Is the Universe flat, spherical, or shaped like a rubber ducky?
By Varun Vasudeva
Spacetime geometry is a highly unusual thing that physicists have theorized about for decades. Originally, spacetime was thought of to be a flat Euclidean surface; however, Einstein proved this to be partially incorrect, as this flat spacetime exists in conjunction with objects that have properties of mass. This mass, occupying space on the flat surface of spacetime, bends space—and time, but we’ll get to that later on— according to how massive it is. Now, mass can have strange effects on spacetime. An average Sun-sized star would warp spacetime only slightly, whereas a black hole would warp the spacetime in its vicinity in the most unusual ways possible.
The curvature of spacetime due to normal stars and neutron stars is something we’re able to comprehend, but this curvature, when pictured with respect to black holes, starts to raise some problems. A black hole causes what’s known to physicists as a gravitational well on the surface of spacetime. This region is a total mystery to us physically, as nothing can really see past a black hole’s event horizon. Previous articles have discussed the effects of this gravitational well on human beings—“spaghettification” and eventually the transformation into atomic soup—but what usually isn’t discussed is how this gravitational well affects space and time around it.
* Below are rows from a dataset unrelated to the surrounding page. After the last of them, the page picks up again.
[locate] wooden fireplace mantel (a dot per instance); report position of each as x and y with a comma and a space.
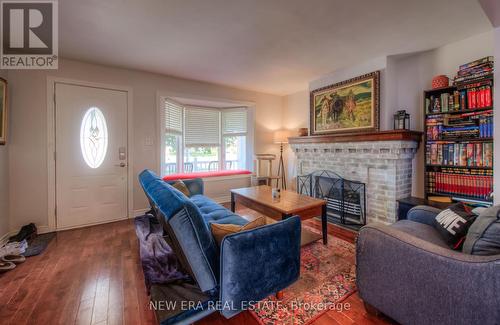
393, 135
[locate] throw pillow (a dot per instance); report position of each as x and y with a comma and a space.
181, 187
453, 224
483, 237
219, 230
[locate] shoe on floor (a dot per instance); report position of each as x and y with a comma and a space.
14, 258
6, 266
14, 248
27, 232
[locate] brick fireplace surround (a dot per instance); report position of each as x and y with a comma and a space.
381, 160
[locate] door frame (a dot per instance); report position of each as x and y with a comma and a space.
51, 145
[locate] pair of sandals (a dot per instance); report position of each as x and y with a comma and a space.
9, 262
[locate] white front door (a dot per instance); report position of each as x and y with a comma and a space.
91, 155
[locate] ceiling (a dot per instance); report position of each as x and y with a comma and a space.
272, 46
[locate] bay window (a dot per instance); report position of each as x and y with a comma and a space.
202, 139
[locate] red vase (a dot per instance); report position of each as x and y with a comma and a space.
440, 81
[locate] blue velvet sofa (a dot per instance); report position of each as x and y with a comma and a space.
247, 267
408, 272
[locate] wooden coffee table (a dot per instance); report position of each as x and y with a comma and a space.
260, 199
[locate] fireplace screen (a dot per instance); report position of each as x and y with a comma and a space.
346, 199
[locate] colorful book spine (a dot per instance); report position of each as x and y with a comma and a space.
472, 186
460, 154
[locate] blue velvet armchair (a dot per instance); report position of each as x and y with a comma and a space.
247, 267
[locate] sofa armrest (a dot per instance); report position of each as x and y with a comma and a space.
423, 214
258, 262
415, 281
194, 185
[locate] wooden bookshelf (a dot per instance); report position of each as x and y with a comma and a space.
457, 130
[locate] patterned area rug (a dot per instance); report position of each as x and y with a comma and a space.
327, 277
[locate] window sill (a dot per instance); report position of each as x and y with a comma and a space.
211, 175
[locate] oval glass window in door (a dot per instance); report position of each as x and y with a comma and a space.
94, 137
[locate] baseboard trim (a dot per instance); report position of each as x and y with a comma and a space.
4, 238
140, 212
91, 224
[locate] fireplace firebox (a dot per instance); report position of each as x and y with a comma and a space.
346, 199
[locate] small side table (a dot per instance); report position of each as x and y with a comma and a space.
404, 205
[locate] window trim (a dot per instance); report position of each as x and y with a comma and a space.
175, 97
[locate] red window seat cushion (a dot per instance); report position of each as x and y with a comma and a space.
173, 177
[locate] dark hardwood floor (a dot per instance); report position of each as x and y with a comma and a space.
93, 276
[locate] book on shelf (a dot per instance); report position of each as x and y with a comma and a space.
459, 135
473, 186
488, 59
479, 154
466, 126
475, 70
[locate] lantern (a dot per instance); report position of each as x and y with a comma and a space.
401, 120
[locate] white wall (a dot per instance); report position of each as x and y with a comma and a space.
28, 143
403, 80
496, 117
4, 179
294, 117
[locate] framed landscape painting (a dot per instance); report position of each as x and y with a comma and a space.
3, 110
346, 107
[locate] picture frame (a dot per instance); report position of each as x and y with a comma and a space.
3, 111
349, 106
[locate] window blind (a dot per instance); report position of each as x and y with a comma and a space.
234, 121
202, 127
173, 117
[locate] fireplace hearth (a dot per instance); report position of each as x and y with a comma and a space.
346, 199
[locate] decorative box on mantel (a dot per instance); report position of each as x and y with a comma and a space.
381, 160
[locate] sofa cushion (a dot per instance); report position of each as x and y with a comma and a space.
219, 231
213, 212
420, 230
483, 237
186, 224
179, 185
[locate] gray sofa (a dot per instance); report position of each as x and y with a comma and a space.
406, 271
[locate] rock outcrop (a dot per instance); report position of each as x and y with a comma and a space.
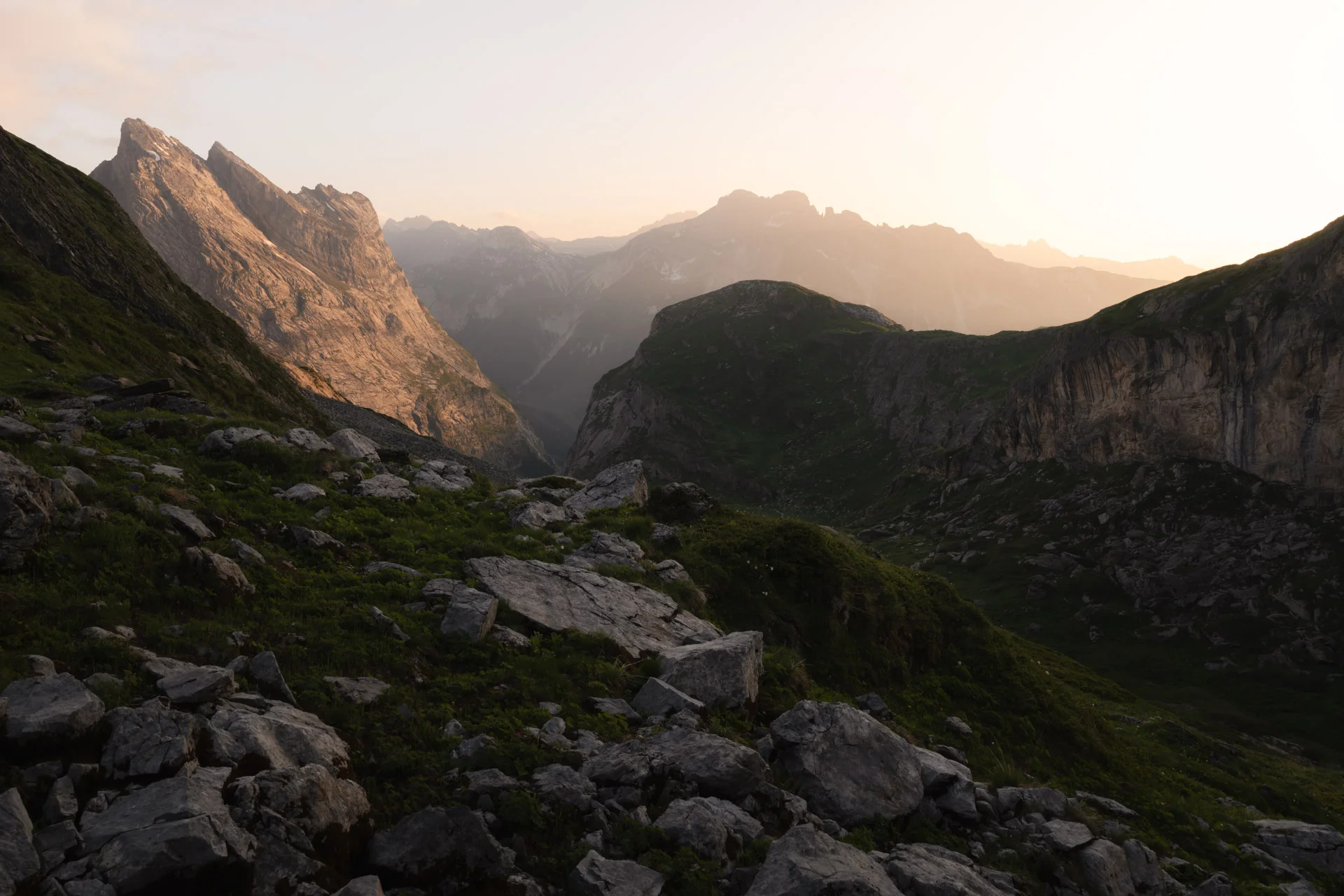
311, 280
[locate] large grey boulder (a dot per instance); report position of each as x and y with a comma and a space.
597, 876
556, 598
19, 860
606, 547
846, 763
923, 869
353, 444
1104, 869
435, 844
198, 685
1298, 843
174, 833
718, 766
150, 741
264, 734
691, 822
808, 862
385, 485
49, 713
612, 488
26, 510
724, 672
467, 613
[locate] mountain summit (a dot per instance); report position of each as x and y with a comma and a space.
311, 280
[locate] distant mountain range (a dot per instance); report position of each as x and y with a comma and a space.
312, 282
1038, 253
546, 324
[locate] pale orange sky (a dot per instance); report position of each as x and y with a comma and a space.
1209, 131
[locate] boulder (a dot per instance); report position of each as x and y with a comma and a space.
923, 869
314, 539
435, 844
724, 672
198, 685
265, 671
225, 441
187, 522
847, 764
556, 598
304, 492
561, 785
308, 441
1298, 843
1104, 869
26, 510
606, 547
468, 613
49, 713
351, 442
150, 741
264, 734
597, 876
358, 691
174, 834
808, 862
19, 862
385, 485
660, 699
612, 488
538, 514
692, 824
718, 766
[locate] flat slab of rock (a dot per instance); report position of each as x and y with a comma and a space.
49, 713
724, 672
597, 876
612, 488
385, 485
808, 862
846, 763
198, 685
358, 691
556, 598
921, 869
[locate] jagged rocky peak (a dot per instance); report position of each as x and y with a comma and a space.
314, 284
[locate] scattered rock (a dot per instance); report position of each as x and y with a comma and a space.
806, 862
556, 598
385, 485
198, 685
358, 691
847, 766
612, 488
597, 876
49, 713
26, 510
724, 672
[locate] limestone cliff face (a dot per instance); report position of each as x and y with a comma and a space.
1243, 365
311, 280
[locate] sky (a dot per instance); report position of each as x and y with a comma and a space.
1128, 131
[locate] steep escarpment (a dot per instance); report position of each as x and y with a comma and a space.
309, 279
83, 293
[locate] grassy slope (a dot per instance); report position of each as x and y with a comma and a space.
76, 272
839, 622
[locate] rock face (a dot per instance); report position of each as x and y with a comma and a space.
808, 862
848, 766
555, 598
724, 672
311, 280
26, 508
49, 711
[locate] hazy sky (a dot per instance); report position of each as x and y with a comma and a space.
1210, 131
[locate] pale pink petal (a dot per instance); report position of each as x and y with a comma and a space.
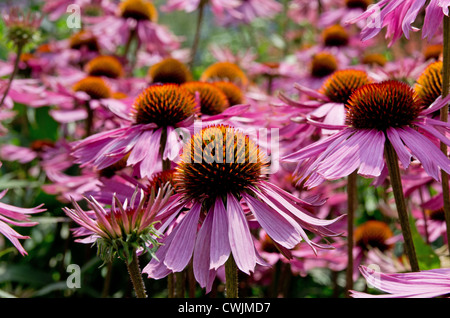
241, 242
220, 245
181, 248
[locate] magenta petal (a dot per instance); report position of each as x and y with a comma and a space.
220, 245
372, 161
151, 160
241, 242
13, 236
402, 153
140, 150
202, 272
429, 155
346, 158
182, 246
280, 227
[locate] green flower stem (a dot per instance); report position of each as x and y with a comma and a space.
444, 118
396, 182
198, 27
14, 72
352, 202
136, 278
231, 277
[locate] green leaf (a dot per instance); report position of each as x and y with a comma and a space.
426, 256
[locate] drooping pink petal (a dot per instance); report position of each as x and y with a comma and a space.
280, 227
220, 245
203, 272
241, 242
430, 156
182, 245
402, 153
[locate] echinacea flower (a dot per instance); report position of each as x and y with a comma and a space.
327, 105
424, 284
429, 84
16, 216
136, 20
220, 180
399, 15
225, 71
377, 113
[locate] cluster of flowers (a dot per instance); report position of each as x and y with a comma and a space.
166, 163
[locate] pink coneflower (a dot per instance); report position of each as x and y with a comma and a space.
424, 284
136, 20
327, 105
399, 15
377, 113
382, 118
13, 215
222, 191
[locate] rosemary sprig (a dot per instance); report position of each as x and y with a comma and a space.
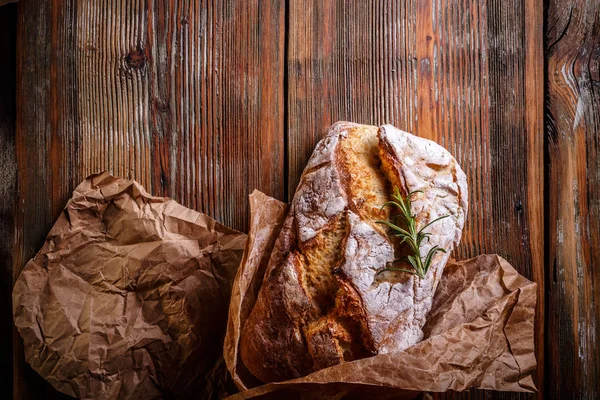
410, 235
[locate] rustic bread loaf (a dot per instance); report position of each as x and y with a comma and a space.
322, 302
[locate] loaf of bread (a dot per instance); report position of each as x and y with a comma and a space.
322, 301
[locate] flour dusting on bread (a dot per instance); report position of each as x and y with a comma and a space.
322, 301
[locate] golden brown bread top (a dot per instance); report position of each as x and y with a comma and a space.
321, 302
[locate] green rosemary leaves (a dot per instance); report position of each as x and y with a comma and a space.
410, 235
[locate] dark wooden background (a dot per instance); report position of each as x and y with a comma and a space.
203, 101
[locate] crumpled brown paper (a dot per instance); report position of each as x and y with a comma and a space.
128, 298
479, 334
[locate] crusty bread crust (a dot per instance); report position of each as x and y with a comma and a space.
322, 302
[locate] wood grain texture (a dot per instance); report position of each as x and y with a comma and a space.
203, 101
186, 97
8, 186
573, 180
455, 72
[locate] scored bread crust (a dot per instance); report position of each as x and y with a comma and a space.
322, 302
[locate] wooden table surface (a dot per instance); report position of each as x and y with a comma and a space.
204, 101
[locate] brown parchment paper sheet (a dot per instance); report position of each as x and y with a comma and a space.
479, 334
128, 297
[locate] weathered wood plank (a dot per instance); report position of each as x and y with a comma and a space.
573, 176
186, 97
8, 187
455, 72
Upon transforming a few graphs in funny ways that only physicists can truly understand, there’s reason to infer a number of things about black holes. One of these things is that once an object crosses the event horizon, it can never really escape a black hole’s gravitational pull. This seems like a fairly obvious fact now that people discuss black holes a lot more, however, it’s important to note that even if an external object or rescuer were to travel towards that black hole faster than light, with the intention of saving the first object, it’d still not be possible. Let’s assume the second object was to not just break the speed of light but to accelerate further from it. This would still be unsuccessful as black hole’s pull for the first object would be so unfathomably strong. If we draw a Penrose diagram for an object that crosses a black hole’s event horizon, every possible future line we can draw for that object leads directly into the black hole, leaving no chance of an escape.
Another inference we can draw from a black hole’s spacetime curvature is that it bends time in rather weird ways as well. Graphs reveal yet again (surprise!) that hotly debated topics such as time travel might be possible in the space-time vicinity of a powerful black hole. There is a quantity in astrophysics, known as the spacetime interval. The spacetime interval can be calculated by using the equation:
s2 = x2 – c2t2
Now, this might look like absolute rubbish to you, but the spacetime interval is very useful for one simple but powerful thing: it always remains the same for objects. For example, if you observe a sequence of events ABC and your friend observes the same in the order CAB, you will disagree on the sequence you saw those events occur in. However, you will always agree on the spacetime interval of those events occurring. Using this principle, we could say that the spacetime interval for objects in normal spacetime is fixed and a sequence of events occurs in the same manner. But black holes beg to differ. As far as these astrophysical behemoths are concerned, their spacetime curvature flips every aspect of the spacetime interval, leaving opportunities for time travel open to exploration.
It goes without saying, however, that being in the immediate surrounding of a supermassive black hole would most probably mean an imminent and painful demise, so we don’t suggest you try and do that to redo a review you flunked.